Camp 5 in 1 Utama - Where the mountain come to Mohamed
Anyway, Camp 5 is located at 1 Utama, a huge shopping centre in Kuala Lumpur. It’s a climbing gym; a place where you go to climb on stuff. Walls, boulders, shapes, the roof, you name it. It tones, shapes and makes you strong for one day when, like in Mission: Impossible 2, you’re stuck on a sheer rock face and have to hoist yourself from a thin ledge using only your fingers.
It’s quite a large area and the walls consist of pre-fab slabs of rough-textured squares into which hand and footholds have been bolted. They’re multi-coloured, each colour representing a route that you can take from the floor to the top, graded in difficulty. Ian spends a lot of time here, because when he’s in Scotland he spends a lot of time against real life mountains.

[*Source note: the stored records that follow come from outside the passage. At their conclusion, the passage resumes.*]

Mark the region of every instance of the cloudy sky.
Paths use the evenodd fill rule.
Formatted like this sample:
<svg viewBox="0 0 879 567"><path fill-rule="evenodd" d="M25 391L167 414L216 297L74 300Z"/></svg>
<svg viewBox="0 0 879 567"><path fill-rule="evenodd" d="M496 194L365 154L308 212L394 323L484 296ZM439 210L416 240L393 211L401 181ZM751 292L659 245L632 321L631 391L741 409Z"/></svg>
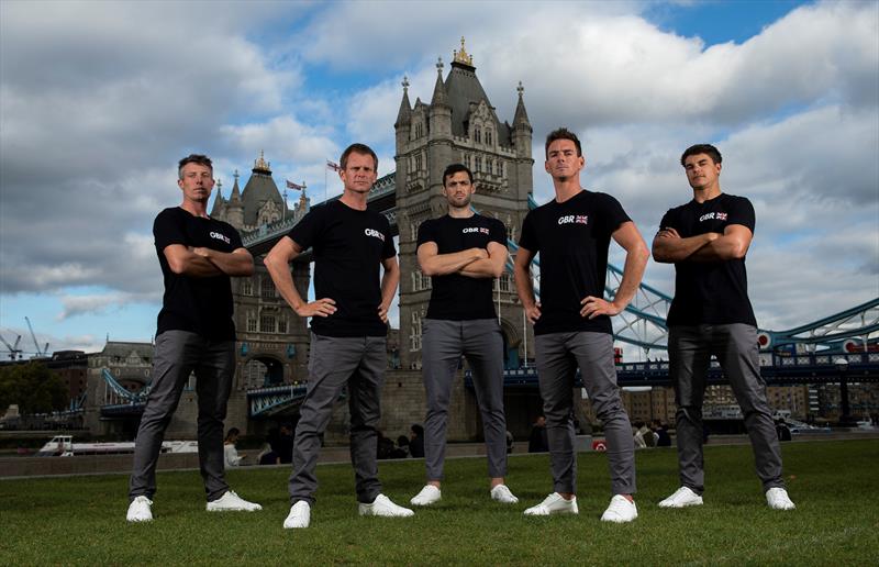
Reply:
<svg viewBox="0 0 879 567"><path fill-rule="evenodd" d="M724 190L757 211L761 327L879 296L879 2L3 0L0 334L33 351L29 315L52 351L151 340L152 221L179 203L177 159L211 155L225 194L260 149L314 200L352 141L390 173L403 76L430 100L461 35L501 120L521 80L534 155L578 132L583 184L648 242L691 197L681 151L715 143ZM539 160L534 179L544 202ZM671 277L645 279L670 293Z"/></svg>

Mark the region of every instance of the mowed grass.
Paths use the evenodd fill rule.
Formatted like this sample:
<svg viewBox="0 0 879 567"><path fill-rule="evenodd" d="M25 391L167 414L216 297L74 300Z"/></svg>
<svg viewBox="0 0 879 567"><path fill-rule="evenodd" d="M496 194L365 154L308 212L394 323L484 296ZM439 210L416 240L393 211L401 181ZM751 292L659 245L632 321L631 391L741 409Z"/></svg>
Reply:
<svg viewBox="0 0 879 567"><path fill-rule="evenodd" d="M123 475L0 481L3 565L877 565L879 442L783 445L797 510L769 510L750 447L706 446L705 504L660 510L677 488L675 449L637 453L638 519L599 521L610 499L607 457L579 458L578 516L525 518L550 490L547 455L510 458L520 497L488 497L483 458L449 459L443 500L411 519L360 518L348 465L318 468L308 530L282 530L285 468L229 474L262 512L208 513L196 471L162 472L155 521L129 525ZM421 460L385 462L385 493L401 504L421 488Z"/></svg>

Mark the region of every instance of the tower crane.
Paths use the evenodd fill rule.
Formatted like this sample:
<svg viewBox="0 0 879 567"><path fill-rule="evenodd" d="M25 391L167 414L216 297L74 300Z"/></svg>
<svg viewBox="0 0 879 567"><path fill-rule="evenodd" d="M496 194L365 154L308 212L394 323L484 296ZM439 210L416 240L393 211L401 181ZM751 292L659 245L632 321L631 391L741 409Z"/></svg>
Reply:
<svg viewBox="0 0 879 567"><path fill-rule="evenodd" d="M19 343L21 343L21 335L15 337L15 344L11 345L3 338L3 335L0 335L0 341L3 342L5 347L9 349L9 359L10 360L18 360L21 357L21 349L19 348Z"/></svg>
<svg viewBox="0 0 879 567"><path fill-rule="evenodd" d="M44 346L43 349L41 351L40 349L40 343L36 342L36 335L34 334L34 327L31 325L31 320L27 319L26 315L25 315L24 320L27 322L27 329L31 331L31 338L34 340L34 347L36 348L36 356L46 356L46 354L48 354L48 343L46 343L46 346Z"/></svg>

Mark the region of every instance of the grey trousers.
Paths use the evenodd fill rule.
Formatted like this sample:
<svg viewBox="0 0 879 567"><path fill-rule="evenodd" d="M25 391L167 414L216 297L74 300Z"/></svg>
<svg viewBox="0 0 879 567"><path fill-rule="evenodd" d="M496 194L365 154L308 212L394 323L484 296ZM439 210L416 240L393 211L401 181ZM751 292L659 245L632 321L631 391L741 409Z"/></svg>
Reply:
<svg viewBox="0 0 879 567"><path fill-rule="evenodd" d="M351 410L351 463L357 500L372 502L381 493L378 480L376 426L381 416L381 387L388 365L383 336L335 337L311 334L309 382L299 410L290 475L290 504L314 503L318 477L314 468L321 434L330 423L333 405L348 387Z"/></svg>
<svg viewBox="0 0 879 567"><path fill-rule="evenodd" d="M711 355L717 357L742 408L764 490L783 488L781 447L766 401L766 382L760 377L757 330L743 323L668 330L669 373L678 407L675 421L681 486L697 494L704 490L702 400Z"/></svg>
<svg viewBox="0 0 879 567"><path fill-rule="evenodd" d="M482 415L488 475L507 475L507 418L503 414L503 338L496 319L424 320L422 377L427 393L424 457L427 480L442 480L452 381L464 355L474 373Z"/></svg>
<svg viewBox="0 0 879 567"><path fill-rule="evenodd" d="M579 367L592 408L604 424L611 490L614 494L634 494L635 445L616 386L613 337L581 331L537 335L534 341L554 490L577 492L574 379Z"/></svg>
<svg viewBox="0 0 879 567"><path fill-rule="evenodd" d="M131 500L138 496L152 499L156 492L156 463L165 430L193 370L199 403L199 469L208 501L229 490L223 472L223 420L235 371L235 343L210 341L187 331L165 331L156 337L153 387L135 438Z"/></svg>

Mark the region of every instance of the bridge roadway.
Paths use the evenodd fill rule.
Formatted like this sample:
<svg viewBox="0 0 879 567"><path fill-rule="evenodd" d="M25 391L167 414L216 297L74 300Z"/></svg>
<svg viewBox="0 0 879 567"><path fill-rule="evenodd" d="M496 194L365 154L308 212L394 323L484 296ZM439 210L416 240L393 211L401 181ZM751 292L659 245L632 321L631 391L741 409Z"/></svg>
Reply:
<svg viewBox="0 0 879 567"><path fill-rule="evenodd" d="M769 386L797 386L809 383L836 383L841 373L845 373L848 382L879 382L879 353L860 353L847 355L809 354L782 356L778 354L760 354L760 375ZM839 359L845 359L847 368L841 370ZM465 385L472 387L470 371L465 373ZM536 368L504 370L504 388L536 388ZM623 363L616 366L616 382L620 386L671 386L668 374L668 360L648 363ZM720 365L712 360L708 375L709 383L726 383ZM576 386L581 387L579 370Z"/></svg>
<svg viewBox="0 0 879 567"><path fill-rule="evenodd" d="M846 362L844 369L841 368L841 359ZM795 356L761 353L760 362L760 374L769 386L837 383L842 373L845 373L849 383L879 382L879 353ZM671 386L667 360L623 363L616 366L616 380L623 387ZM469 370L464 373L464 382L468 388L474 386ZM505 389L536 389L537 370L534 367L504 370L503 382ZM709 369L708 382L726 383L723 369L714 360ZM579 371L575 387L582 387ZM268 418L294 408L302 402L307 388L305 383L294 383L248 390L248 414L251 418ZM143 412L144 405L143 398L132 399L127 403L105 404L101 407L101 418L135 415Z"/></svg>

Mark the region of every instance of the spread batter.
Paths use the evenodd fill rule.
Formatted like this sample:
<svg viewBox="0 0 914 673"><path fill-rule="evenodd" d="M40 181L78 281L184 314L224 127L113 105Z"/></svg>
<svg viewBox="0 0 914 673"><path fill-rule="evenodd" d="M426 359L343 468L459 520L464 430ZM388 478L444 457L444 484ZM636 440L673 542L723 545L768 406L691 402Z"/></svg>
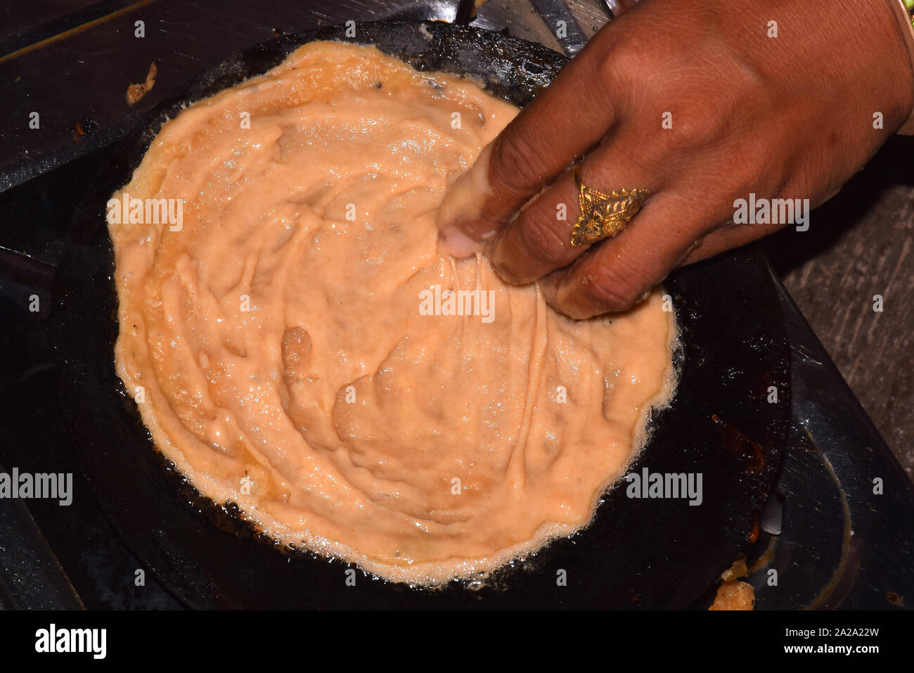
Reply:
<svg viewBox="0 0 914 673"><path fill-rule="evenodd" d="M416 583L587 525L672 393L675 327L657 292L575 322L439 251L449 182L516 112L318 42L164 125L109 202L116 365L200 493Z"/></svg>

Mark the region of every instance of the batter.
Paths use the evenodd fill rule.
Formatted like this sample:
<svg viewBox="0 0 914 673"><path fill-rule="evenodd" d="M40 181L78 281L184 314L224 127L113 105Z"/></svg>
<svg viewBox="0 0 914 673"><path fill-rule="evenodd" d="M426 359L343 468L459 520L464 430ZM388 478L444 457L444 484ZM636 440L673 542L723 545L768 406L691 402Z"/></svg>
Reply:
<svg viewBox="0 0 914 673"><path fill-rule="evenodd" d="M165 124L109 202L115 355L200 493L423 584L590 521L672 392L673 314L575 322L439 251L449 182L516 112L318 42Z"/></svg>

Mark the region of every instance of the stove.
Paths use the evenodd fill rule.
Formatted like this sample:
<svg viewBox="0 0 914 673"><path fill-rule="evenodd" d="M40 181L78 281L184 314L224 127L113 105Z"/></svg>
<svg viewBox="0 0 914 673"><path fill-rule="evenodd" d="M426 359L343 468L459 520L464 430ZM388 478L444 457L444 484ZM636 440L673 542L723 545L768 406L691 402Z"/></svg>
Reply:
<svg viewBox="0 0 914 673"><path fill-rule="evenodd" d="M71 473L73 499L62 507L0 498L0 606L183 607L102 516L58 411L48 328L56 270L86 176L111 144L185 80L277 35L347 20L437 19L507 29L573 55L613 5L490 0L473 13L472 3L433 0L285 0L269 8L68 0L50 16L4 10L12 16L0 29L0 107L9 121L0 124L0 472ZM568 28L561 39L551 29L558 21ZM152 62L155 85L128 105L127 86L143 81ZM775 284L791 342L792 421L749 559L756 608L902 608L906 596L914 602L914 486ZM143 583L132 581L140 575Z"/></svg>

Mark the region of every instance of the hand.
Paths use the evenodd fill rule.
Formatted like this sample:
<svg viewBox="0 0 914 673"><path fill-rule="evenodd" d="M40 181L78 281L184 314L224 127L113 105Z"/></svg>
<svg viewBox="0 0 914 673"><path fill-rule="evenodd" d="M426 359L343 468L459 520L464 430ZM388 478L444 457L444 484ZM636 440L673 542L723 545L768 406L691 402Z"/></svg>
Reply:
<svg viewBox="0 0 914 673"><path fill-rule="evenodd" d="M814 208L834 196L912 107L887 0L646 0L457 179L441 244L458 257L484 250L505 281L537 281L571 317L623 311L676 266L783 224L734 224L737 199ZM569 243L580 157L590 187L650 191L622 233L590 247Z"/></svg>

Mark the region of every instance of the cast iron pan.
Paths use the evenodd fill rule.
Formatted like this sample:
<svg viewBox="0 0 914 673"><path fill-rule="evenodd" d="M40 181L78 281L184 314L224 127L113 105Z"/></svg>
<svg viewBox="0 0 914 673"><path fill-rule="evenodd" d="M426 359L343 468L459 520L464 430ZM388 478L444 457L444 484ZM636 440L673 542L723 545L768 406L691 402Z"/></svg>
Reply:
<svg viewBox="0 0 914 673"><path fill-rule="evenodd" d="M375 44L419 69L468 74L518 105L567 62L503 35L425 26L430 39L415 22L360 24L353 41ZM117 302L105 202L128 181L166 117L266 71L314 39L345 41L345 28L280 37L220 64L112 148L101 175L87 176L55 292L60 406L94 494L123 541L192 607L701 606L754 539L788 424L783 322L764 262L750 251L679 271L666 283L682 327L681 380L672 406L652 420L653 438L632 469L702 473L701 506L629 499L623 487L613 489L587 529L502 569L481 587L453 582L429 591L361 571L356 587L346 586L353 566L279 548L234 504L200 497L154 450L113 367ZM768 402L770 386L778 389L775 403ZM560 570L566 585L557 581Z"/></svg>

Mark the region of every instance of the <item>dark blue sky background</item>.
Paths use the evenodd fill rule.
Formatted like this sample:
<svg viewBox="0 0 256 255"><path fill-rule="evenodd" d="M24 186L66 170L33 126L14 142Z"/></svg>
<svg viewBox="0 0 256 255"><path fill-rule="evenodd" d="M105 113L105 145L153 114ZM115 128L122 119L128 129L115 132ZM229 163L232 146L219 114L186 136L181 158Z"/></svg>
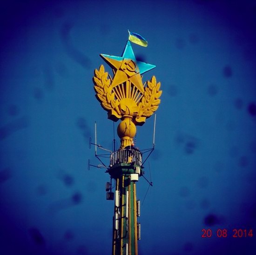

The 4 of was was keen to play, but Julia’s red toes, acquired from the frisbee the day before, had turned nearly black, so she was in no shape to climb. Ian showed her how to belay though and I was the guinea pig. It all went well, but at one point both of them was focused on Julia’s technique, I got pinned to the wall and got myself a nasty little rope burn across the love-handle to show for it.
After that Ian, myself and Eve took turns to climb and after my first climb, which was very exhilarating, Ian showed me the ropes (chuckle) and taught me how to belay a climber, which I then did on his subsequent climb and for Eve later on. Ian continued some teaching with Julia, who then went on to gain her second injury on this Tour D’ Tom Yum when she belayed at 15kg sand bag and pulled a muscle or something.
We were at Camp 5 for a good 4 hours and when on my 4th climb I was unable to got further than 2m off the ground, I suddenly realised how long we had been at it. My arms and legs refused to co-operate in sending me scurrying up the walls any longer, so after the other two finished their last climbs, we packed it up and headed for a very late lunch.
The rest of the day was spent sleeping – partly because of our early start, but mostly because of our arduous day spent against the treacherous cliffs of the Camp 5 climbing walls.